Each year, one third of adults 65 years and older have at least one fall. And, 9% of those falls require an emergency department visit and up to 6%result in a fracture. Consequently, strategies to prevent falls have become an important public health goal for the elderly.
A recent review of multiple published studies concluded that vitamin D supplementation taken in dosages of 700 to 1,000 IU per day (achieving a serum 25-hydroxyvitamin D level of at least 24) reduces falls in older persons by 26%.
And, for good news for the cost conscious, the more expensive active forms of vitamin D (which also had double the rate of a significant side effect) were no more effective than the very inexpensive and safer over-the-counter supplemental vitamin D.
A vitamin D level (as a blood test) is inexpensive, and treating a low vitamin D level even more inexpensive.
Some studies of vitamin D supplementation in older adults have shown improved strength, function, and balance in addition to reduced falls.
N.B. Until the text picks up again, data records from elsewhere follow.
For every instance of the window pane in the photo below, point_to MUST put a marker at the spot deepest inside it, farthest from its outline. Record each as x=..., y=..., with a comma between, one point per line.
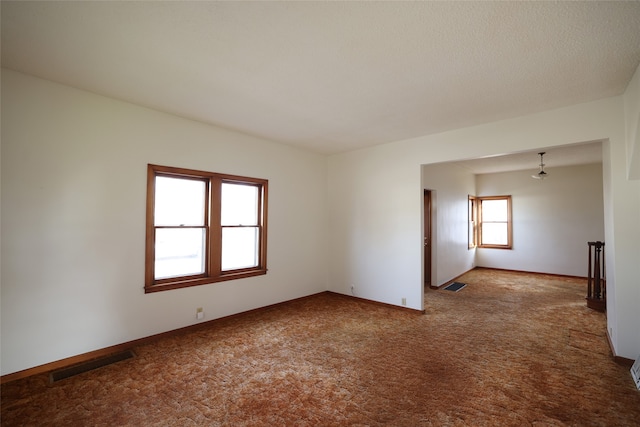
x=239, y=204
x=179, y=201
x=494, y=234
x=495, y=210
x=239, y=247
x=179, y=252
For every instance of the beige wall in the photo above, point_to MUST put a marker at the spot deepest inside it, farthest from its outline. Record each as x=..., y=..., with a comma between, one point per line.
x=73, y=220
x=375, y=205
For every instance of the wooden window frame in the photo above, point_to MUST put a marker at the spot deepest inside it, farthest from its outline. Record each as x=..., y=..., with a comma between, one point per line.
x=472, y=214
x=213, y=229
x=509, y=223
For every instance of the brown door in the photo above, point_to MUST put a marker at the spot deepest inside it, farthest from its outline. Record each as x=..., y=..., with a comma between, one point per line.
x=427, y=238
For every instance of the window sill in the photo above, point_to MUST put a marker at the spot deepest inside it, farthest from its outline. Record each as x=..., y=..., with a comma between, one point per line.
x=178, y=284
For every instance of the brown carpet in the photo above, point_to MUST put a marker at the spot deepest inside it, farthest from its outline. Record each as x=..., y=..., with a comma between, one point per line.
x=510, y=349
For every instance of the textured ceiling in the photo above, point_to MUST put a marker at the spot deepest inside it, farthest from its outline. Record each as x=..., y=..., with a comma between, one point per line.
x=331, y=76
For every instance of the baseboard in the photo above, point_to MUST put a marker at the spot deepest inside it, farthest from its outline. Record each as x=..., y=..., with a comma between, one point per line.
x=378, y=303
x=628, y=363
x=448, y=282
x=531, y=272
x=108, y=351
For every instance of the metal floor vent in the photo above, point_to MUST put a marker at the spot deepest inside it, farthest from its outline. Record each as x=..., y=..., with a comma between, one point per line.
x=90, y=365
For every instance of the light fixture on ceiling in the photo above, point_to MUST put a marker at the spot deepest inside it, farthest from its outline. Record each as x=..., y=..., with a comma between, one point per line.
x=542, y=174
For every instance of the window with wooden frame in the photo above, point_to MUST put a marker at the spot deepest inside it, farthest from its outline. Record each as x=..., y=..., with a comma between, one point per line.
x=203, y=227
x=494, y=222
x=472, y=216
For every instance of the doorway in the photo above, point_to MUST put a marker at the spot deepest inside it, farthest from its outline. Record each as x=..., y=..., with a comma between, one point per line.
x=427, y=238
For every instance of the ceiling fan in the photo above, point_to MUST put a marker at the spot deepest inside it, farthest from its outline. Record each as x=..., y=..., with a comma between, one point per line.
x=542, y=174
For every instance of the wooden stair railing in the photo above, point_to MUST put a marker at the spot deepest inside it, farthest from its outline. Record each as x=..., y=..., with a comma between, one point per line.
x=596, y=280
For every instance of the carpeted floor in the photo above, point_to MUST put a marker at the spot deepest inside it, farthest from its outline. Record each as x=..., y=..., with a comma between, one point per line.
x=510, y=349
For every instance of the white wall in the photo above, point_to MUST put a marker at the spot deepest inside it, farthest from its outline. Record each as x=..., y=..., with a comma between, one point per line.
x=552, y=219
x=73, y=220
x=451, y=186
x=375, y=204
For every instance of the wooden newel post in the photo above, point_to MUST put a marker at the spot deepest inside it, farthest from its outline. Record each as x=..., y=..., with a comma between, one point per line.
x=596, y=282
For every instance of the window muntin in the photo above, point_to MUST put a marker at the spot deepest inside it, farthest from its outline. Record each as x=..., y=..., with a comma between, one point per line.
x=494, y=222
x=203, y=227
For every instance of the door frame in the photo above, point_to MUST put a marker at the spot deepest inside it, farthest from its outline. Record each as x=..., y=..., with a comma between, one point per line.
x=427, y=238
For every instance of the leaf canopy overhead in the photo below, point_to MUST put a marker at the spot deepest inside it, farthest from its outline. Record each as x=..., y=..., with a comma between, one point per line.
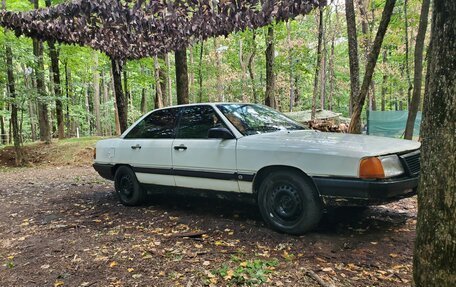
x=140, y=28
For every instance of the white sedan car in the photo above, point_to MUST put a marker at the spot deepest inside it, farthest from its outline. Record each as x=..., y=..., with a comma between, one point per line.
x=292, y=172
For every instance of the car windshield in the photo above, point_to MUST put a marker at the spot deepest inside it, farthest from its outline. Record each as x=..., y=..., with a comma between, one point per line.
x=252, y=119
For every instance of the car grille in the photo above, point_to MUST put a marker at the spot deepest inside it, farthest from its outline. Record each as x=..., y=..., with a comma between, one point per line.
x=411, y=162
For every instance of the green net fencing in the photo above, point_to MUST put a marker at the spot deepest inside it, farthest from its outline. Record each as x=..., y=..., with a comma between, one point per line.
x=391, y=123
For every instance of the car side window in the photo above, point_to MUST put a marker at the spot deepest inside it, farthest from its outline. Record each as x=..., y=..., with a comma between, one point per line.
x=195, y=122
x=158, y=125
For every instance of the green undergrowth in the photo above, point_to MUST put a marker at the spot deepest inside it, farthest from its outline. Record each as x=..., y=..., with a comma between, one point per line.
x=72, y=151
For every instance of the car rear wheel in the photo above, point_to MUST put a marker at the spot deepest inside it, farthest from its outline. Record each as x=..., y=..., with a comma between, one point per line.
x=289, y=203
x=127, y=187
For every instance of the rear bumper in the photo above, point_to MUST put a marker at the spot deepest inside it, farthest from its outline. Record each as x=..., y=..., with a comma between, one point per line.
x=358, y=192
x=104, y=170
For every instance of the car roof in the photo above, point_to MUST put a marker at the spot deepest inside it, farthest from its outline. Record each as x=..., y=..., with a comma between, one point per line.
x=204, y=104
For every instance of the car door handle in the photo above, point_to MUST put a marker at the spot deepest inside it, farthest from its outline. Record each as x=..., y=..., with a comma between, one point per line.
x=179, y=147
x=136, y=146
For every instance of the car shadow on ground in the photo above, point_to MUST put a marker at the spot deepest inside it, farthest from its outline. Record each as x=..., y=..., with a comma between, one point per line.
x=214, y=211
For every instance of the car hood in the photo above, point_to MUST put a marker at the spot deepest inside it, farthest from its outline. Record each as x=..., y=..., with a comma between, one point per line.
x=330, y=143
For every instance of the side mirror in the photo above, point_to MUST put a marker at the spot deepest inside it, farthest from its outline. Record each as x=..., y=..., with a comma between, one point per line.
x=220, y=133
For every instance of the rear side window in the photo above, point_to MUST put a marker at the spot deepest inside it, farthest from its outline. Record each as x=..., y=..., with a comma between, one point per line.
x=195, y=122
x=157, y=125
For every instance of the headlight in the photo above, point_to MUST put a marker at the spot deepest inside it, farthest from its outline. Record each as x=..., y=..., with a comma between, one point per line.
x=380, y=167
x=391, y=165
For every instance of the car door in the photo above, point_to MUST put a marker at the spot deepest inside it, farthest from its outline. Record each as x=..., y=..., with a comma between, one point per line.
x=200, y=162
x=147, y=147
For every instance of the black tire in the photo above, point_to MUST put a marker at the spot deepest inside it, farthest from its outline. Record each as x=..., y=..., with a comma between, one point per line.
x=127, y=187
x=289, y=203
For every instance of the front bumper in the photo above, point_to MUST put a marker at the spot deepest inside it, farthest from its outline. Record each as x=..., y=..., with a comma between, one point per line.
x=104, y=170
x=359, y=192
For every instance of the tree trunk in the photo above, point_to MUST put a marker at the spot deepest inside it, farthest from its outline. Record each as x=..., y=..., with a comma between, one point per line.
x=43, y=117
x=435, y=246
x=121, y=101
x=407, y=52
x=200, y=73
x=107, y=129
x=160, y=84
x=143, y=101
x=181, y=77
x=355, y=123
x=67, y=91
x=218, y=65
x=290, y=63
x=270, y=77
x=55, y=71
x=318, y=64
x=417, y=75
x=14, y=107
x=243, y=70
x=250, y=67
x=87, y=106
x=169, y=84
x=352, y=54
x=385, y=79
x=96, y=95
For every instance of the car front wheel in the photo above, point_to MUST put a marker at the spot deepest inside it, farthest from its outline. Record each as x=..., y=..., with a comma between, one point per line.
x=289, y=203
x=127, y=187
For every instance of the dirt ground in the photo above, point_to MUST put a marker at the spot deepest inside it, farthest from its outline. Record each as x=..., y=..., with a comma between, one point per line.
x=63, y=226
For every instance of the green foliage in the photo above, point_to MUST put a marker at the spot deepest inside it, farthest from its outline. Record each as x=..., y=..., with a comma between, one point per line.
x=235, y=86
x=246, y=273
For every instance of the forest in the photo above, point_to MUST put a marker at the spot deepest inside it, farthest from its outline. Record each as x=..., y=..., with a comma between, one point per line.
x=74, y=69
x=301, y=64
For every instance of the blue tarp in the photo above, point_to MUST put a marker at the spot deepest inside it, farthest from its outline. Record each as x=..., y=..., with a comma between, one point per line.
x=390, y=123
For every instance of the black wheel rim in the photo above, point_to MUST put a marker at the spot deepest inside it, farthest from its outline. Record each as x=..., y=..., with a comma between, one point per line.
x=126, y=187
x=284, y=204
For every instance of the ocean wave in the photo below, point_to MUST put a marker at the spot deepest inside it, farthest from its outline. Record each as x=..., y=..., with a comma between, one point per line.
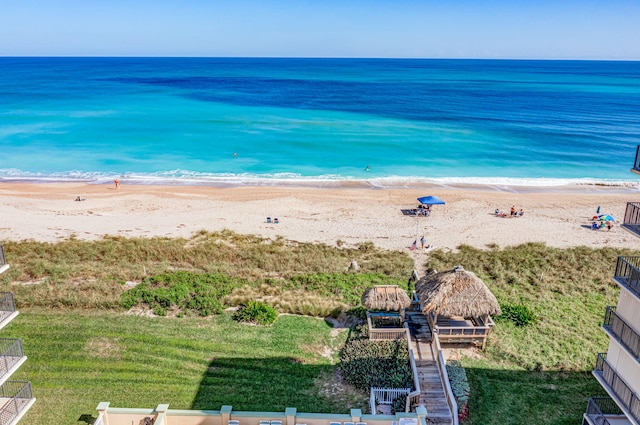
x=190, y=178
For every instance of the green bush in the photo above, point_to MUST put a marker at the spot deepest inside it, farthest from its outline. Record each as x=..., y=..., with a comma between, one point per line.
x=346, y=286
x=183, y=291
x=459, y=384
x=256, y=312
x=519, y=314
x=365, y=364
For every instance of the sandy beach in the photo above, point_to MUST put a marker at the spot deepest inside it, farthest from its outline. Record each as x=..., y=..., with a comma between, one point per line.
x=560, y=217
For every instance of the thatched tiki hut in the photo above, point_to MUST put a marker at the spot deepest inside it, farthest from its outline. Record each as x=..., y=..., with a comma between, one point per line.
x=459, y=305
x=385, y=304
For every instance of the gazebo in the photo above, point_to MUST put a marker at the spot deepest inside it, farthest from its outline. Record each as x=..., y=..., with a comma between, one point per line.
x=459, y=306
x=385, y=305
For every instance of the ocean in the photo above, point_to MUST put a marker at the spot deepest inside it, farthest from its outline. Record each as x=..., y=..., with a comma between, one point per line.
x=260, y=121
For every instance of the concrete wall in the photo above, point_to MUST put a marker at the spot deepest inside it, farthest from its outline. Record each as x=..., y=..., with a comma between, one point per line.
x=629, y=308
x=625, y=365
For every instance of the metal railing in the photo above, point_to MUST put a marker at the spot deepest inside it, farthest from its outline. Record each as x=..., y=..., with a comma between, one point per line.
x=636, y=163
x=631, y=220
x=599, y=408
x=19, y=395
x=444, y=377
x=385, y=393
x=385, y=396
x=622, y=391
x=621, y=331
x=628, y=273
x=10, y=353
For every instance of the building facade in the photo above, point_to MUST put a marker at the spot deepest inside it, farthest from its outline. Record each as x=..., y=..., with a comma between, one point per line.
x=16, y=397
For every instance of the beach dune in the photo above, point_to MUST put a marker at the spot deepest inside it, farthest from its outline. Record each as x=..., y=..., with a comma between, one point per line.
x=559, y=217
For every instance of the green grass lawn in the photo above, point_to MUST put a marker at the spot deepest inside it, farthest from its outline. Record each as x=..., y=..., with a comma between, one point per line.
x=81, y=354
x=77, y=359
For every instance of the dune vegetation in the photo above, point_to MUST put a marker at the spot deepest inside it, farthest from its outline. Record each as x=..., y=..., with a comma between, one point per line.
x=88, y=325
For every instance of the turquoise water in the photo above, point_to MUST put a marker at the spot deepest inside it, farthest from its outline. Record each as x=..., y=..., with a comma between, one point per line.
x=261, y=121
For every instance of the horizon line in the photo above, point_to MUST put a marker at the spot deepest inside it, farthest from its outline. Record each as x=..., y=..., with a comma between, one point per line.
x=316, y=57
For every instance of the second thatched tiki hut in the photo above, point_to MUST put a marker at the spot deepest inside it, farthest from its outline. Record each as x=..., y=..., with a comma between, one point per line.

Other studies have not found any benefit, which may be attributed to differences in dosing and the use of open trial designs.
Vitamin D is now available as an over-the-counter supplement (vitamin D3 or vitamin D2), or in an active form (1α-hydroxyvitamin D3 or 1,25-dihydroxyvitamin D3). So, researcher Bischoff-Ferrari and colleagues conducted a meta-analysis to determine the effectiveness of various vitamin D formulations on the prevention of falls in older persons.
The authors evaluated articles from 1991 to 2008, highlighting randomized, double-blind, controlled clinical trials of fall prevention using defined dosages and types of vitamin D in adults 65 years and older. The primary outcome was the risk of at least one fall while on vitamin D supplementation, with or without calcium, compared with persons on placebo or on calcium alone.
Of 164 articles identified, 10 were included in the final analysis; five trials used vitamin D3, three used vitamin D2, and two studied active forms of vitamin D.
Of the 2,426 participants in the eight trials of vitamin D2 or D3, the average age was 80 years, and 81% were women. All participants were in stable health and were living in the community or in nursing homes.
Daily dosages ranged from 200 IU to 1,000 IU during a treatment course of two to 36 months. Calcium supplementation (500 to 1,200 mg per day) was used in both the treatment and placebo arms in five trials, was used only in the treatment group of one trial, and was not used in two studies (vitamin D compared with placebo). In seven of the eight trials, the rate of adherence was reported to be 80 to 100 percent.
Among the seven high-dose trials (i.e., those that used 700 to 1,000 IU of supplemental vitamin D per day), dose stratification showed that daily dosages of 700 IU or more resulted in a relative risk reduction of 19%.
Subgroup analysis of the trials using high-dose vitamin D3 showed a fall reduction of 26%.
For all supplemental vitamin D, the number needed to treat was 11 for two to 36 months to achieve significant fall reduction.
Dosages of less than 700 IU per day did not confer any benefit in reducing falls.
Serum 25-hydroxyvitamin D levels of 24 ng per mL (60 nmol per L) or more were associated with a 23 percent reduction in falls. And, in a subgroup analysis of the high-dose trials, there were no significant differences among participants who used calcium supplementation and those who did not.
Finally, the two studies using the active forms of vitamin D showed a relative risk reduction similar to that of the supplemental forms, but had twice the hypercalcemia rate compared with placebo.